Neobanks have been leveraging the shift towards offering equities trading and other investment features, capitalizing on fund flows into their primary day-to-day accounts as an on-ramp for trading. In the U.S., a snapshot of this trend is evident as surveyed by Charles Schwab. The survey revealed that three in five Americans are actively investing, with Gen Z showing early financial literacy; more than a quarter learned about investing in school. The average age for starting investments is 30, but Gen Z starts at 19, and millennials at 25.

Revolut, a digital banking platform, exemplifies this merger of banking and investment services. Recently, Revolut announced plans to add U.K. stocks to its trading platform, after securing a U.K. trading license and gaining over 800,000 U.K. trading customers. Already offering U.S. and European equities, Revolut is also reportedly developing a rewards-based credit card that will utilize its RevPoints system linked to debit card activity, expected to roll out in the U.K.

Online Investing Opens Doors to Checking and Savings

Similarly, investment platforms are expanding: Robinhood launched a wealth management service targeted at less wealthy clients, and in a separate announcement, introduced Robinhood Banking, which includes checking and savings accounts, as well as a 4% annual percentage yield on savings accounts. This comes a year after Robinhood introduced its own credit card via Coastal Bank. Robinhood’s credit card business earned $24 million in revenue, with credit card loans reaching $391 million according to their latest 10-K filing.

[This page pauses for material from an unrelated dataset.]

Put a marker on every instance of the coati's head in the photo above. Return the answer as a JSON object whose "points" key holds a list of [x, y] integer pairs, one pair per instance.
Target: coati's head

Both platforms boast extensive user bases. Robinhood has over 25 million funded customers, while Revolut recently surpassed 50 million customers globally.

Traditional banks are not left behind in this race to capture younger customers. According to Todd Clark from InvestiFi, banks using white-label solutions to facilitate customers’ self-directed investment services can strengthen their ecosystems, ensuring a continuous flow of funds between traditional banking and investment activities.